IBM scientists have been using the STM for two decades to study matter at the atomic scale, which Big Blue officials said could lead to innovations around computing and data storage. With the new technique using the STM, researchers can study the behavior of atoms at the nanosecond level, whereas before it was at the millisecond level, Heinrich said.

That's important, according to IBM. The difference between a nanosecond and a second is equivalent to the difference between a second and 30 years, according to company officials. Now, because of the new technique, scientists can see the physics that happens during that time that they couldn't have seen before.

"What this breakthrough is really about is [moving from] milliseconds to nanoseconds," Heinrich said.

"This technique developed by the IBM Research team is a very important new capability for characterizing small structures and understanding what is happening at fast time scales," Michael Crommie, professor of physics at the University of California Berkeley and a faculty researcher at the Lawrence Berkeley National Labs, said in a statement. "I am particularly excited by the possibility of generalizing it to other systems, such as photovoltaics, where a combination of high spatial and time resolution will help us to better understand various nanoscale processes important for solar energy, including light absorption and separation of charge."

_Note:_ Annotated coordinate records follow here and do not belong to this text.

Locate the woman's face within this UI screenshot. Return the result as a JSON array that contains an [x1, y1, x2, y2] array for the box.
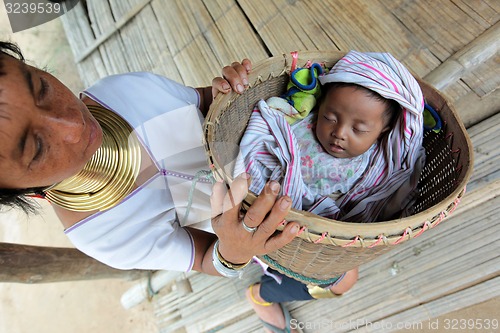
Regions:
[[0, 55, 102, 189], [316, 87, 389, 158]]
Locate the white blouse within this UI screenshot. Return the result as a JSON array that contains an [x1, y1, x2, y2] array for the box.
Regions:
[[65, 72, 211, 271]]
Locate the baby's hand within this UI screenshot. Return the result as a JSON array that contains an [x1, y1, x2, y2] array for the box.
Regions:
[[212, 59, 252, 98]]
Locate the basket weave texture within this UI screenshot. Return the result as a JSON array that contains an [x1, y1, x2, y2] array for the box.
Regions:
[[204, 51, 473, 284]]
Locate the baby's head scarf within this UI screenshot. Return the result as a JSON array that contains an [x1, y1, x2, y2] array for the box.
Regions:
[[319, 51, 425, 222]]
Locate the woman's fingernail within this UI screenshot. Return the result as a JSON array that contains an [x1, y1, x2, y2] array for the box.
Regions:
[[280, 197, 292, 210]]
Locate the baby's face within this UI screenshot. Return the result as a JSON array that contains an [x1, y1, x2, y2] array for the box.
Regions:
[[316, 87, 389, 158]]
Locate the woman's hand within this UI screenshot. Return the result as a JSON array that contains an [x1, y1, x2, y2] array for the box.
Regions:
[[211, 174, 299, 264], [212, 59, 252, 98]]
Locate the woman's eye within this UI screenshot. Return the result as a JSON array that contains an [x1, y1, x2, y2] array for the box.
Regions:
[[38, 78, 49, 101], [33, 137, 43, 161]]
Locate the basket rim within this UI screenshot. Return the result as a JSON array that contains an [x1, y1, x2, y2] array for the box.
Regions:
[[204, 50, 473, 247]]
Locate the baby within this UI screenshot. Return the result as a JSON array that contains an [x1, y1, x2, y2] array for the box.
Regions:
[[291, 82, 401, 198], [237, 51, 425, 222]]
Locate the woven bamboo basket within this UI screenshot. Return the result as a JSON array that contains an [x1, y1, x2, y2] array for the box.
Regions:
[[204, 51, 473, 284]]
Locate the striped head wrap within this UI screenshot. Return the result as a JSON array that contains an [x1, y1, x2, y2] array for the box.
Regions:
[[319, 51, 425, 222]]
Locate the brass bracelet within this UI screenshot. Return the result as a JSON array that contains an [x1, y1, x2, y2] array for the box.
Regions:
[[214, 240, 252, 270]]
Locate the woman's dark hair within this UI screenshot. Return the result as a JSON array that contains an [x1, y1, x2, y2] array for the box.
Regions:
[[318, 82, 401, 129], [0, 41, 43, 213]]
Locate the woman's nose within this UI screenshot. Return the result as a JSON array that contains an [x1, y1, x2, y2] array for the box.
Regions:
[[44, 110, 85, 143]]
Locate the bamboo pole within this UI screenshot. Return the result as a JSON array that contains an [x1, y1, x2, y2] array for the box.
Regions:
[[0, 243, 148, 284], [424, 22, 500, 90]]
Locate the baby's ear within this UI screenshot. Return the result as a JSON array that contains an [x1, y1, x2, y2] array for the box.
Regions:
[[378, 125, 391, 140]]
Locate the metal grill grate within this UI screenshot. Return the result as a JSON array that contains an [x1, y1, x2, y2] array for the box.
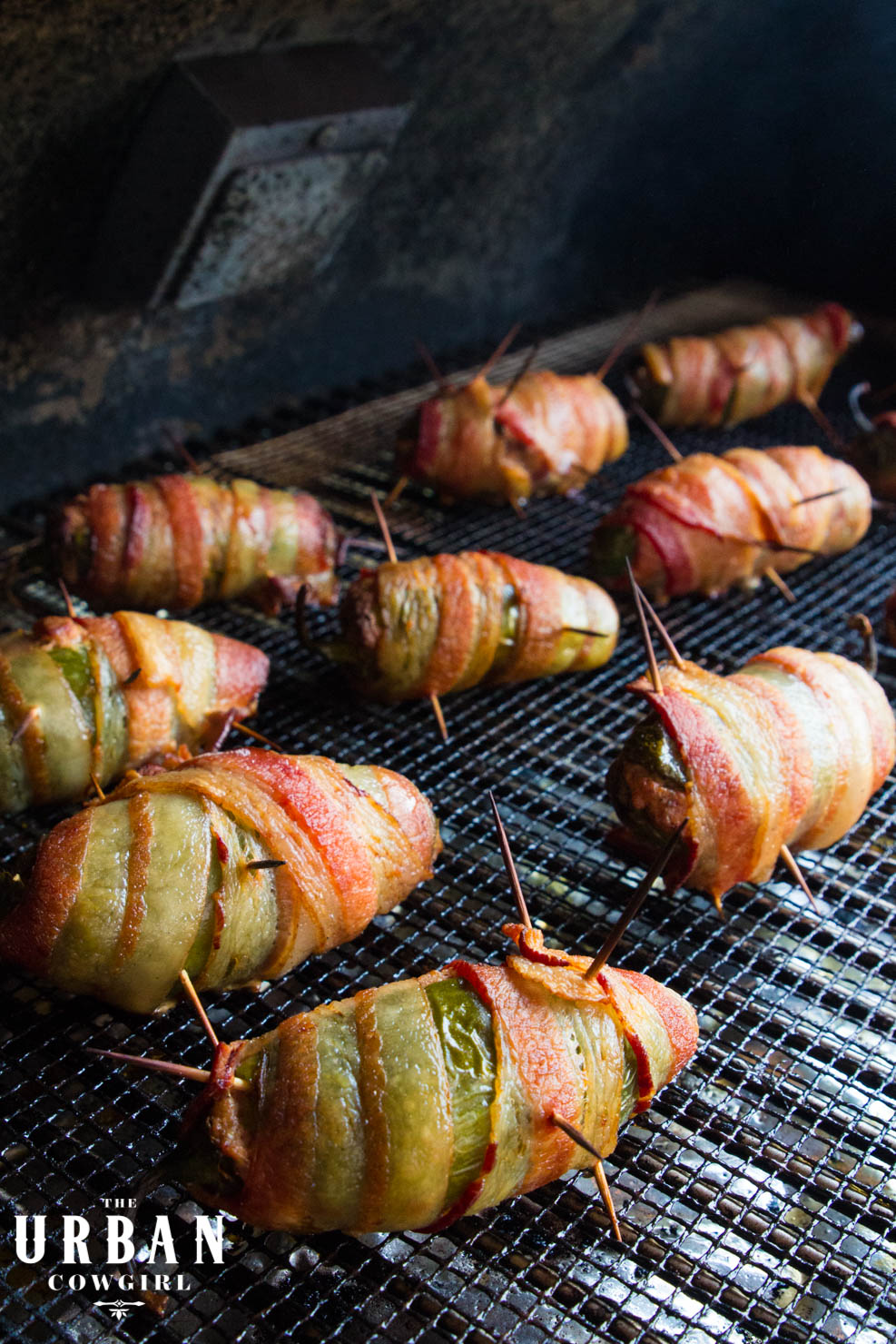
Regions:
[[0, 304, 896, 1344]]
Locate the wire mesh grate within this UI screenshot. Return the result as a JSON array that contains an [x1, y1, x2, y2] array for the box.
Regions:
[[0, 320, 896, 1344]]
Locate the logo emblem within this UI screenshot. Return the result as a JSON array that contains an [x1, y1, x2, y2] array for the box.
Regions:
[[97, 1299, 140, 1321]]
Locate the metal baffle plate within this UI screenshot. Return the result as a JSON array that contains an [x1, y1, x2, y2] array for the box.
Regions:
[[177, 149, 386, 308], [94, 44, 409, 308]]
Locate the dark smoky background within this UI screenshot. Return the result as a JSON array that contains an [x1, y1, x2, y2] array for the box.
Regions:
[[0, 0, 896, 504]]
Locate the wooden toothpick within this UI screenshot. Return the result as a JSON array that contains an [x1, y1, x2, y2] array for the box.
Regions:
[[635, 585, 685, 672], [473, 322, 523, 381], [495, 340, 541, 411], [383, 476, 411, 508], [84, 1045, 251, 1092], [626, 557, 663, 695], [9, 705, 40, 746], [781, 844, 821, 914], [56, 579, 78, 621], [583, 817, 688, 980], [627, 392, 684, 462], [765, 565, 796, 602], [489, 789, 532, 929], [180, 971, 221, 1050], [551, 1115, 622, 1242], [594, 289, 661, 381], [846, 611, 877, 676], [798, 391, 849, 454], [231, 722, 289, 756], [790, 485, 846, 508], [370, 490, 398, 565], [414, 340, 451, 397]]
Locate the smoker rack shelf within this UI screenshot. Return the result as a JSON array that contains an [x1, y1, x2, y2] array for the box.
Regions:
[[0, 304, 896, 1344]]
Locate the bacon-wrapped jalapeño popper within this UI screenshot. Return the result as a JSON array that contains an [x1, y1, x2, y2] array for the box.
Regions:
[[48, 474, 339, 611], [397, 370, 629, 507], [322, 551, 619, 702], [0, 611, 267, 812], [591, 448, 871, 599], [0, 750, 442, 1012], [607, 631, 896, 904], [150, 924, 697, 1234], [846, 383, 896, 503], [634, 303, 862, 429]]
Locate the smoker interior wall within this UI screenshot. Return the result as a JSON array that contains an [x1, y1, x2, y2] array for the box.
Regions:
[[0, 0, 896, 503]]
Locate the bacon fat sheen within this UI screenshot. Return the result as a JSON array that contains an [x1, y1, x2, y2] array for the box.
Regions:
[[340, 551, 619, 700], [0, 611, 267, 812], [398, 370, 629, 504], [608, 647, 896, 901], [50, 474, 337, 611], [0, 750, 440, 1012], [179, 926, 697, 1234], [635, 303, 862, 429], [593, 448, 871, 598]]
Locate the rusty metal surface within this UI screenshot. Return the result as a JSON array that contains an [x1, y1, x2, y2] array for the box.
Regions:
[[0, 325, 896, 1344]]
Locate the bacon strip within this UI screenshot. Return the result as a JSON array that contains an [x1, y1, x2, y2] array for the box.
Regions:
[[399, 370, 629, 504], [50, 474, 339, 610], [596, 448, 871, 598], [629, 647, 896, 901], [193, 926, 697, 1234], [0, 611, 269, 810], [0, 750, 440, 1012], [636, 303, 856, 429]]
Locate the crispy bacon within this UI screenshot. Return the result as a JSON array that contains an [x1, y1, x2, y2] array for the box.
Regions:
[[185, 929, 697, 1234], [398, 370, 629, 507], [0, 611, 267, 812], [635, 303, 862, 429], [341, 551, 619, 700], [0, 750, 440, 1012], [593, 448, 871, 599], [614, 647, 896, 902], [48, 474, 339, 611]]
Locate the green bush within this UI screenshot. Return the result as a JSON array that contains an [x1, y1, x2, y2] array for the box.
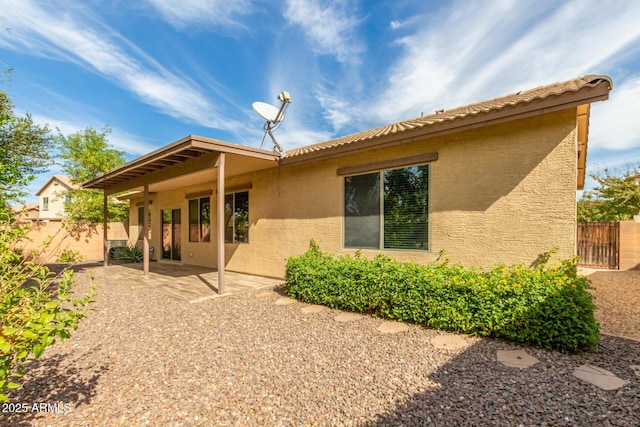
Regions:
[[56, 249, 83, 262], [0, 212, 94, 402], [111, 246, 143, 262], [286, 241, 599, 352]]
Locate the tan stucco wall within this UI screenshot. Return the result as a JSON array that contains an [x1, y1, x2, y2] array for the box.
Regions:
[[21, 221, 128, 262], [130, 109, 577, 277]]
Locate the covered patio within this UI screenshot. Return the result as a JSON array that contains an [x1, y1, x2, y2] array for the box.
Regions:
[[82, 135, 279, 294], [92, 262, 283, 303]]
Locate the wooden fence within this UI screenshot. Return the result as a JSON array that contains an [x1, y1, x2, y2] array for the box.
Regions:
[[577, 222, 620, 269]]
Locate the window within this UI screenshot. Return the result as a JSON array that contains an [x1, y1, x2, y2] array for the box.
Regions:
[[344, 165, 429, 250], [224, 191, 249, 243], [138, 206, 151, 240], [189, 197, 211, 242]]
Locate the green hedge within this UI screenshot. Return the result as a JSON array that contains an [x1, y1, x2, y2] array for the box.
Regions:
[[286, 241, 599, 352]]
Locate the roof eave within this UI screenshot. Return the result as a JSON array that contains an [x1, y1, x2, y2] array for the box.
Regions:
[[280, 81, 611, 165], [82, 135, 276, 189]]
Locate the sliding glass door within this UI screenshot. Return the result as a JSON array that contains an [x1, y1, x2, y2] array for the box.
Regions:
[[162, 209, 182, 261]]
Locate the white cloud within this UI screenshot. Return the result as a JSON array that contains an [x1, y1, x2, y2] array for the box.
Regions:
[[360, 0, 640, 123], [589, 75, 640, 153], [0, 0, 237, 130], [284, 0, 363, 62], [27, 112, 157, 156], [147, 0, 253, 28]]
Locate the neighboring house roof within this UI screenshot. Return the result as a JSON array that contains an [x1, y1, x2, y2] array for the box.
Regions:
[[36, 175, 80, 196], [11, 203, 40, 213], [82, 75, 613, 192], [283, 75, 613, 162]]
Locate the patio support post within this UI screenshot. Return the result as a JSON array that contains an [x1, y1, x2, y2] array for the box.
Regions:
[[216, 152, 225, 294], [102, 190, 109, 267], [142, 184, 149, 276]]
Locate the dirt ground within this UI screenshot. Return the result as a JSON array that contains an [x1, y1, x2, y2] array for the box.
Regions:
[[581, 269, 640, 340]]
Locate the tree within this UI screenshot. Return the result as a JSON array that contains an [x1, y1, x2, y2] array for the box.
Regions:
[[57, 127, 129, 224], [0, 212, 95, 402], [578, 166, 640, 222], [0, 91, 54, 216]]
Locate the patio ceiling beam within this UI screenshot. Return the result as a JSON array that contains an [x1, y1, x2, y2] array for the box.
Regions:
[[105, 153, 221, 194]]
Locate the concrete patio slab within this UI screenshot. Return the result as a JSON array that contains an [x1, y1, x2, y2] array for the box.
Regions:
[[300, 304, 327, 314], [573, 365, 628, 390], [334, 313, 364, 322], [378, 321, 409, 334], [431, 334, 468, 350], [90, 262, 283, 303], [498, 350, 540, 369]]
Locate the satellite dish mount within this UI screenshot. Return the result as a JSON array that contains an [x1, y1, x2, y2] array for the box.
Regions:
[[252, 91, 291, 156]]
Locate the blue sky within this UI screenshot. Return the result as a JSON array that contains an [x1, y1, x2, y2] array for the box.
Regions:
[[0, 0, 640, 202]]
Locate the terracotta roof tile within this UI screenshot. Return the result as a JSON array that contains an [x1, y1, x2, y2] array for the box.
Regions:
[[285, 75, 612, 158]]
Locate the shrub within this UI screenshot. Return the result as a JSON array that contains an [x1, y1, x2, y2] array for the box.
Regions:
[[111, 246, 142, 262], [56, 249, 83, 262], [286, 241, 599, 352], [0, 213, 94, 402]]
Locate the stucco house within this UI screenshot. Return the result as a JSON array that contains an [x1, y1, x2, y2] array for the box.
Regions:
[[36, 175, 78, 221], [83, 75, 612, 292], [11, 203, 40, 221]]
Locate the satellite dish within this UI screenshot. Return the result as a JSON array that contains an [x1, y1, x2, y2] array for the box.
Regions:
[[252, 102, 282, 123], [252, 91, 291, 156]]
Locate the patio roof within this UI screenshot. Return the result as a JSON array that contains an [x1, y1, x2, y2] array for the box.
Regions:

Previously, scientists had determined that an iron atom could hold data for a nanosecond. Now, with the new STM technique, they found that when putting a non-magnetic copper atom next to the iron atom, that iron atom could retain data for up to 200 nanoseconds. Being able to see that change means that scientists can now experiment to see how they can impact the behavior of atoms to get desired results. 

According to IBM, the breakthrough could impact quantum computers, which are systems that aren't bound by the binary nature of traditional computers. Gaining a greater understanding of the nature of atoms could lead to researchers being able to perform advanced computations that currently aren't possible.